Mau mengajak ke sawah, ya saya harus siap menggendong setiap saat. Hakim tidak mau terkena lumpur. Jijik dengan sesuatu yang lembek ataukah yang kotor. Pun Ketika saya mengajak ke bukit, satu langkah sudah diiringi ratusan keluhan ataukah rasa marah. Tangis pun seakan bukan lagi hal asing saat mengajak dia pergi.
Pun Ketika memilih sesuatu, saya harus berdamai dengan apa yang menjadi pilihan anak. Harga menjadi salah satu permasalahan. Namun, bukan itu yang terpenting. Walau menabrak warna, tidak sesuai dengan umur, ataukah fungsi, sekali dia mau ya harus barang itu yang digunakan.
Salah satu hal yang paling terlihat saat dia mulai beranjak SD, mengenai pemilihan tas. Satu tas eiger ada di rumah. Hadiah dari kantor suami. Ketika awal melihat, anak langsung jatuh cinta dan merengek meminta untuk menggunakannya. Suami mengalah.

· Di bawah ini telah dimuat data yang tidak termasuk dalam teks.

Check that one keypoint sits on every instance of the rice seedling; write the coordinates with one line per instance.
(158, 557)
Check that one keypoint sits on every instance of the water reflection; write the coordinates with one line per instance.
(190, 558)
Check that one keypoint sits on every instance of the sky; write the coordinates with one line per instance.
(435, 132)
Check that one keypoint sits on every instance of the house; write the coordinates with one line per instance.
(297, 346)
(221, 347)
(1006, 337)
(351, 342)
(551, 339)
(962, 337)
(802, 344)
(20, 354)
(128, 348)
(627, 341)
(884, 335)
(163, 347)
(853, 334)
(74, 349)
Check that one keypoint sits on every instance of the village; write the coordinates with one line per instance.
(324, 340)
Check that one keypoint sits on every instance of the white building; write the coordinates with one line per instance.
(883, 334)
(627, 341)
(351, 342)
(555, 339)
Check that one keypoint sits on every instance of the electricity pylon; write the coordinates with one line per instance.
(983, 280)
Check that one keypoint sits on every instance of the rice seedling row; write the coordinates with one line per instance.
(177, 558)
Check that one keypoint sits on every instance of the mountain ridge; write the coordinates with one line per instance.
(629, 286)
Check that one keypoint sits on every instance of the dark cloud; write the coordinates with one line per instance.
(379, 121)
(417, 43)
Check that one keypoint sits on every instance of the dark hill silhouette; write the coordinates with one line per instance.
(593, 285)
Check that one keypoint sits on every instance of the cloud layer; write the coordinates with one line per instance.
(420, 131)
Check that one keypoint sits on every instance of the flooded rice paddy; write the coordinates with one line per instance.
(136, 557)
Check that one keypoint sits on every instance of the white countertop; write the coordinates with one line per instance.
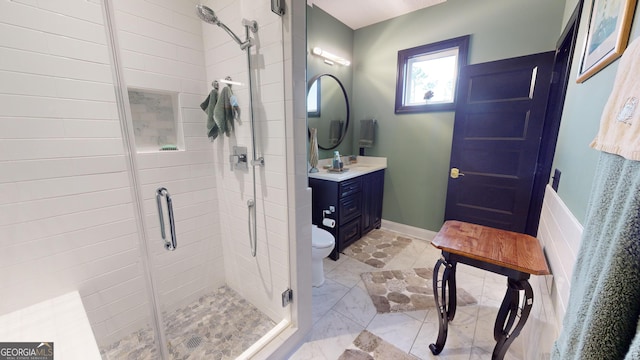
(60, 320)
(365, 165)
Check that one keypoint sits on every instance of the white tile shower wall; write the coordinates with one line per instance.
(65, 203)
(162, 48)
(560, 234)
(262, 279)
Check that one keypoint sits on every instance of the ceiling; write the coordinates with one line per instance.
(360, 13)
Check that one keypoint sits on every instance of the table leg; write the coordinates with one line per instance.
(504, 331)
(444, 293)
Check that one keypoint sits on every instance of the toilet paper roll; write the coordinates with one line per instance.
(329, 222)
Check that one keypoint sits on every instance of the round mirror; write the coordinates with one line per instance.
(328, 110)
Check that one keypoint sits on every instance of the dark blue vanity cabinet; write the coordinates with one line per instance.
(356, 204)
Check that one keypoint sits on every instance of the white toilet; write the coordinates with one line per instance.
(322, 243)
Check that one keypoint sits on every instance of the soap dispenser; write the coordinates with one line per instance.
(337, 163)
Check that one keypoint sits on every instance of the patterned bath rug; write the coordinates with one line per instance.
(406, 290)
(377, 247)
(370, 347)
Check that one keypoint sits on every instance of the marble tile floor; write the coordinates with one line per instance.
(219, 325)
(342, 309)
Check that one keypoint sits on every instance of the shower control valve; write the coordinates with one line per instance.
(238, 159)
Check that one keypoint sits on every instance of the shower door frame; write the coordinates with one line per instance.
(124, 112)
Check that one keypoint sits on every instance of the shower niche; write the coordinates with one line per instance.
(156, 119)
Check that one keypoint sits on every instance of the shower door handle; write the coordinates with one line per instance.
(168, 245)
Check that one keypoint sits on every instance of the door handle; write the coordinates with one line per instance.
(169, 245)
(455, 173)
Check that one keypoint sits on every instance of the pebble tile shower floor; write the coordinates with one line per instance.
(219, 325)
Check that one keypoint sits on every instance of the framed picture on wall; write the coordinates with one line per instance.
(607, 37)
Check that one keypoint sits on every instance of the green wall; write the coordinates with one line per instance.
(328, 33)
(580, 121)
(418, 146)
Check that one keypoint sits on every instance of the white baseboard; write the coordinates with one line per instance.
(409, 230)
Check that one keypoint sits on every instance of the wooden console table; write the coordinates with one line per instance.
(514, 255)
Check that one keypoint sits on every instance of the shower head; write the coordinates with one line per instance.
(207, 15)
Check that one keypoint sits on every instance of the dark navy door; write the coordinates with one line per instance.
(497, 135)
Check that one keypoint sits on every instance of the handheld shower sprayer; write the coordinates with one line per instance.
(209, 16)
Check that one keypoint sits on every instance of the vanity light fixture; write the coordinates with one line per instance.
(330, 58)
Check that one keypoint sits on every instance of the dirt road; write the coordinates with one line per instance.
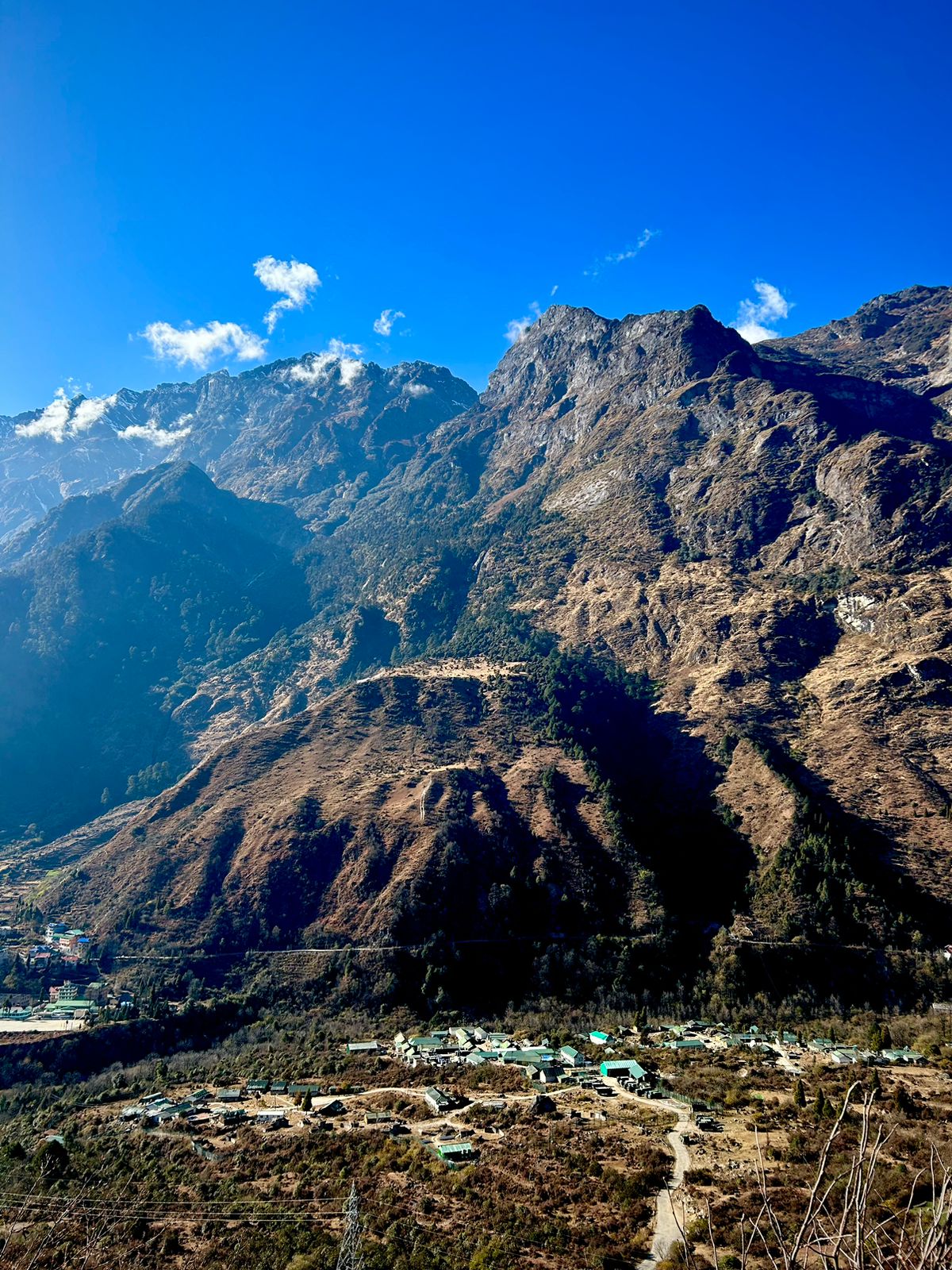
(670, 1208)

Tas itu memang fungsional. Tahan panas atau hujan. Ruang di dalamnya luas dan banyak. Nyaman dipakai di punggung, tetapi bagi dirinya yang baru kelas satu SD. Terlihat sangat besar.
Tantangan lain juga bermunculan saat mengantar sekolah atau yang berhubungan dengan kegiatan membaca/ menulis. Hakim seakan sudah menutup pikiran dan minatnya. Harus ada adu mulut. Kenaikan suara layaknya menjadi kebiasaan yang seringkali diprotes anak.
“Ibu jadi monster!”
“Ibu selalu marah-marah ke Hakim!”
“ibu selalu menyuruh belajar, capek tahu!

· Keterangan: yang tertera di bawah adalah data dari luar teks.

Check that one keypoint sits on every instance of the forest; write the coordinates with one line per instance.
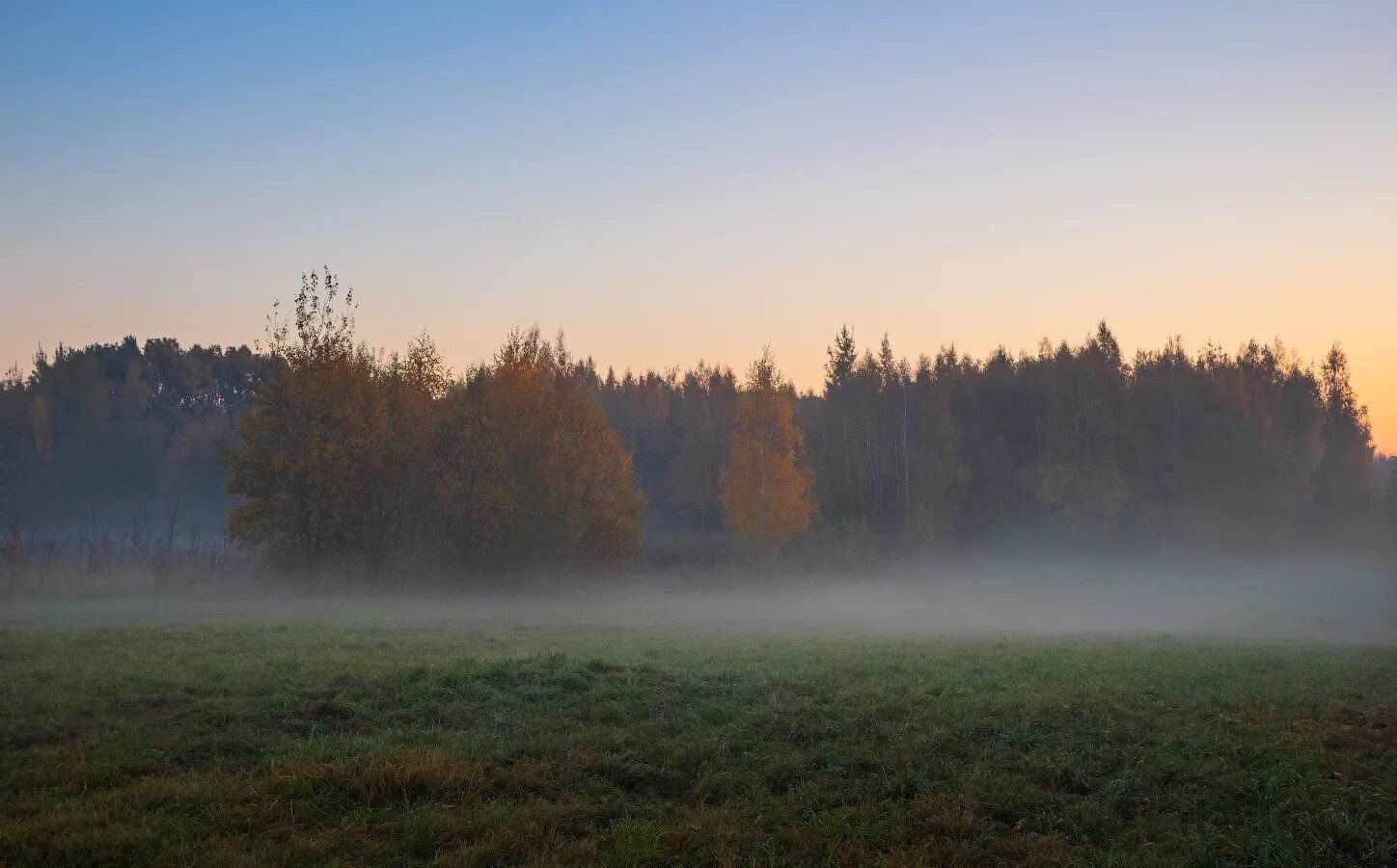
(315, 451)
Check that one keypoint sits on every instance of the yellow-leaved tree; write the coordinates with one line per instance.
(763, 487)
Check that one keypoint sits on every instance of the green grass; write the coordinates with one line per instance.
(488, 742)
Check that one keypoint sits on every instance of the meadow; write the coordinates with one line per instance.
(458, 734)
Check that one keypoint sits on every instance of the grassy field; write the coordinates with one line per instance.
(488, 740)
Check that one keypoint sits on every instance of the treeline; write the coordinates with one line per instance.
(116, 439)
(320, 451)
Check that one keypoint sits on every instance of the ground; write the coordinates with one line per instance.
(479, 737)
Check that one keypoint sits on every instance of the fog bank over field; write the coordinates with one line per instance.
(1294, 599)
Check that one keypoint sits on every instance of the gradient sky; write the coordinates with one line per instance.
(678, 181)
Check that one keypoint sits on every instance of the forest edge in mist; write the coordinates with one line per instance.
(314, 451)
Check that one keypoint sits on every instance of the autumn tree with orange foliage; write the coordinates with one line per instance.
(534, 474)
(345, 459)
(764, 490)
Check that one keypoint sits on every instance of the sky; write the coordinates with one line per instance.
(678, 181)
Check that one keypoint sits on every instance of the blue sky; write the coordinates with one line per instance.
(670, 181)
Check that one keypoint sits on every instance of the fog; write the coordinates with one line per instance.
(1313, 598)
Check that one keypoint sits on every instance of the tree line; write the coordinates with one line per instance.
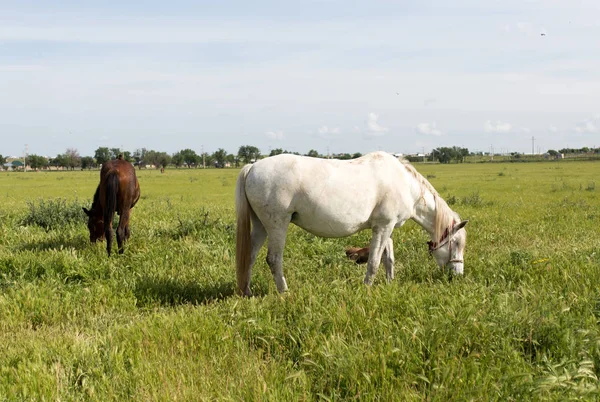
(142, 158)
(188, 158)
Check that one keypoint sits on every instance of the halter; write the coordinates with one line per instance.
(445, 239)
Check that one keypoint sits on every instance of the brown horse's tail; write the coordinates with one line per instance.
(112, 187)
(242, 255)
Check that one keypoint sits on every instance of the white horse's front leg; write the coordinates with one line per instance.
(388, 259)
(275, 257)
(378, 243)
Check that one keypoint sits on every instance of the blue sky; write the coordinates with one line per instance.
(343, 76)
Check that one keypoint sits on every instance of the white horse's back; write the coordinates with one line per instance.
(329, 198)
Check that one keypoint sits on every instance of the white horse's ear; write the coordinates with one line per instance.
(460, 226)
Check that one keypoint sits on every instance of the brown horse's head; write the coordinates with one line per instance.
(95, 224)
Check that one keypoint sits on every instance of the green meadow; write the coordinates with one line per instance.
(163, 322)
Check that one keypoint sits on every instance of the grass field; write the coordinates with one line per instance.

Masih banyak lagi keluhan dan label yang mampir di telinga. Inilah yang menjadi titik tolak saya untuk bisa berubah.
Persiapan Anak ADHD Terapi
Terapi dilakukan di hari Sabtu, pukul 10.00-12.00. Jenis terapi yang dilakukan kadang dua/ tiga yang dilakukan secara bersamaan. Ada SI (Sensori Integrasi), terapi perilaku dan terapi okupasi.
Hakim diingatkan jadwal terapi, sehari sebelumnya. Ia dibangunkan dan siap-siap sejak pukul 07.00. Mandi dan makan memerlukan waktu lama. Belum lagi kalau teralihkan kegiatan lain seperti lihat youtube ataukah tidur lagi karena masih mengantuk.
Saat suami di rumah, ia yang biasa mengantar. Bila ia berhalangan, sayalah yang harus bergerak dengan membawa adik Hakim—Hanna yang berusia 1,5 tahun. Jam 9 kurang, kami sudah berangkat. Hal ini untuk mengantisipasi hal tak terduga, seperti ban bocor ataukah mogok. Kadang juga menghindari kemacetan di jalan.
Sebelumnya, saya sudah mempersiapkan jaket, penutup dada, helm dan segala prentilan Ketika melakukan perjalanan jauh. Yang lebih penting safety untuk anak. Namun, bocil mengalami masalah sensori yang membuat segala benda yang bersentuhan langsung dengan kulit seakan bagaikan serangan ribuan semut. Terasa gatal, mengganggu dan kadang menggigit. Jadilah saya hanya memakaikan helm tanpa tutup wajah, jaket dan tempat duduk di depan. Walau usianya sudah beranjak 7 tahun, kami tidak pernah menaruhnya di belakang karena ia mudah ngantuk dan takutnya jatuh di tengah jalan.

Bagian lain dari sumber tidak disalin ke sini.